Stanley Cohen a été influencé par Howard Becker (Outsiders, 1963) et la théorie de l'étiquetage (labeling theory), une théorie étroitement liée à l'interactionnisme symbolique (notre identité et notre comportement sont déterminés par la façon dont nous sommes décrits et classés). Il a développé et popularisé le terme et a déclaré que la panique morale se produit lorsqu'une condition, un épisode, une personne ou un groupe de personnes est défini comme une menace pour les valeurs et les intérêts de la société ("a condition, episode, person or group of persons emerges to become defined as a threat to societal values and interests"). Et si les problèmes abordés et identifiés peuvent être réels, les affirmations faites en exagèrent la gravité et en dramatisent les conséquences.

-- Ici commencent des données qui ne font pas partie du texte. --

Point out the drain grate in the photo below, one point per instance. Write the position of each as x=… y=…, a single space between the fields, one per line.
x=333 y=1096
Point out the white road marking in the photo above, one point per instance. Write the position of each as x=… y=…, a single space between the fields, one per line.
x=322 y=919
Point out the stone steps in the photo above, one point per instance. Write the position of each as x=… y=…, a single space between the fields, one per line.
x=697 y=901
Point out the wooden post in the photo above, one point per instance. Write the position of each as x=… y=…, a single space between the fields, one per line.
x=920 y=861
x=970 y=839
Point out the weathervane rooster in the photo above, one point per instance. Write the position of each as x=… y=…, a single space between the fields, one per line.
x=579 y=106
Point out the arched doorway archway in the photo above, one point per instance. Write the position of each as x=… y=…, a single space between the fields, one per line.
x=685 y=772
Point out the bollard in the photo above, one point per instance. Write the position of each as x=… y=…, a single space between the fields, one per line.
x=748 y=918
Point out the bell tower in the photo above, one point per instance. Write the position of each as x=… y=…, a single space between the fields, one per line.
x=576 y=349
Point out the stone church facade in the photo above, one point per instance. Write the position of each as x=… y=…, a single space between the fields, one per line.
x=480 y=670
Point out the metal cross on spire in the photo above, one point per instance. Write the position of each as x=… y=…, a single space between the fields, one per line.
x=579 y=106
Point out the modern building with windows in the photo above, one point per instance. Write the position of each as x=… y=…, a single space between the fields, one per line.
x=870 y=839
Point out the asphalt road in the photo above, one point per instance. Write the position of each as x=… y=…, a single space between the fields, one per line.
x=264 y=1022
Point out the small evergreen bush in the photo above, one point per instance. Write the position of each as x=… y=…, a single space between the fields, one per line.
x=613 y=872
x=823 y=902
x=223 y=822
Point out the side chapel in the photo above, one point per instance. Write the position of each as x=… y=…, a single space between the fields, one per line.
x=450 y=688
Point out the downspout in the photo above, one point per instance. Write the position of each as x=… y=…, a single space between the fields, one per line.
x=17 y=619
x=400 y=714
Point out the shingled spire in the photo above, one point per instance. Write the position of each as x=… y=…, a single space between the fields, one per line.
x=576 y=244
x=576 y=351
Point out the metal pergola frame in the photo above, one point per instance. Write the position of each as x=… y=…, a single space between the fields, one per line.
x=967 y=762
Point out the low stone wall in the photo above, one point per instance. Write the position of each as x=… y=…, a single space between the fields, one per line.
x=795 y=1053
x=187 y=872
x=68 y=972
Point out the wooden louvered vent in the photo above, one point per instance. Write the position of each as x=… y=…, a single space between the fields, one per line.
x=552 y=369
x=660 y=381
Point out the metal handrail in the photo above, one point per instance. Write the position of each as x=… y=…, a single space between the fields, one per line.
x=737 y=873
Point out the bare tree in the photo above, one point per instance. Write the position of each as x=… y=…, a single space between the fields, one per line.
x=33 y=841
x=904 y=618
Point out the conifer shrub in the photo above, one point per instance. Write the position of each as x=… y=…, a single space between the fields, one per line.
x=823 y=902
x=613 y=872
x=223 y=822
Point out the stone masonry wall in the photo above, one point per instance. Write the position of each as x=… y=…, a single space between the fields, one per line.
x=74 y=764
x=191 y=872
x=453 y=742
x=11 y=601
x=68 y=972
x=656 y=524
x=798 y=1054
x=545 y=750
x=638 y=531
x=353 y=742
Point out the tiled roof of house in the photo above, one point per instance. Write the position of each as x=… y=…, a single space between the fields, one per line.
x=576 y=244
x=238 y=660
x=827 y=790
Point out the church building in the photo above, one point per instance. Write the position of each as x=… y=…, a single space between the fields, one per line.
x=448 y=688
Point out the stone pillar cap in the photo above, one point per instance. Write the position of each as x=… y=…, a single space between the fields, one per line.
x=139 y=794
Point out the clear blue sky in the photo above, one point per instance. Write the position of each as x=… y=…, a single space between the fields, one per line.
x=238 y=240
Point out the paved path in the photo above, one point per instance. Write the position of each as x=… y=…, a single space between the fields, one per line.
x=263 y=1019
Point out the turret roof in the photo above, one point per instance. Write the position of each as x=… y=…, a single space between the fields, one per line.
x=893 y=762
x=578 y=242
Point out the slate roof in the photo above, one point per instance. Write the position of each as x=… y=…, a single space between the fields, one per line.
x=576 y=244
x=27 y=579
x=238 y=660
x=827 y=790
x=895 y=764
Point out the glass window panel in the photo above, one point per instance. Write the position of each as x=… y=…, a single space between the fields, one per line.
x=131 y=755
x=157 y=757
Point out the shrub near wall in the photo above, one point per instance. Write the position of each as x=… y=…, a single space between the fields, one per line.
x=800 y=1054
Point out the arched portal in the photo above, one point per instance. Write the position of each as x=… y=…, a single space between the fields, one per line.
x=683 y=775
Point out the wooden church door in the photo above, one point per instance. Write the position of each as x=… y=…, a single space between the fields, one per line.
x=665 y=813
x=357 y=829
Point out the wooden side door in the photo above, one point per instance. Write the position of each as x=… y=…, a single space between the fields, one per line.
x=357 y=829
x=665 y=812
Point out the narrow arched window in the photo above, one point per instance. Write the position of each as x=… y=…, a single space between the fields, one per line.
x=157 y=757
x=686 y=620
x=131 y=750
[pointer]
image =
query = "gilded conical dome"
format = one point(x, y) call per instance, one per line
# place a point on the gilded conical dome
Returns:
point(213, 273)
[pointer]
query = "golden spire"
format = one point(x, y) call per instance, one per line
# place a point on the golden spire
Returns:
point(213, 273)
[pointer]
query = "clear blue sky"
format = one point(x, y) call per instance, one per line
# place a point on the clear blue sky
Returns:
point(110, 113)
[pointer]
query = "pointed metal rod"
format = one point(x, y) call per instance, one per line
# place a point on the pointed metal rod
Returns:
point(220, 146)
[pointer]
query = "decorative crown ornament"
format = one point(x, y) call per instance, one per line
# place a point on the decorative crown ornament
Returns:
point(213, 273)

Dans son exégèse des travaux de Howard Becker, Erving Goffman, Kai Erikson, Ronald Laing, Edwin Lemert, David Matza, George Herbert Mead et d'autres, Stanley Cohen a rejeté ce qu'il estimait être des définitions statiques et déshumanisantes en vigueur dans la pensée de ceux qui travaillaient dans les agences de contrôle social et dans la criminologie la met en oeuvre. Reconnaître la diversité des déviants et des phénomènes déviants, privilégier une représentation de la déviance centrée sur le processus social et psychologique ..
Comment caractériser ce processus de "panique morale" ...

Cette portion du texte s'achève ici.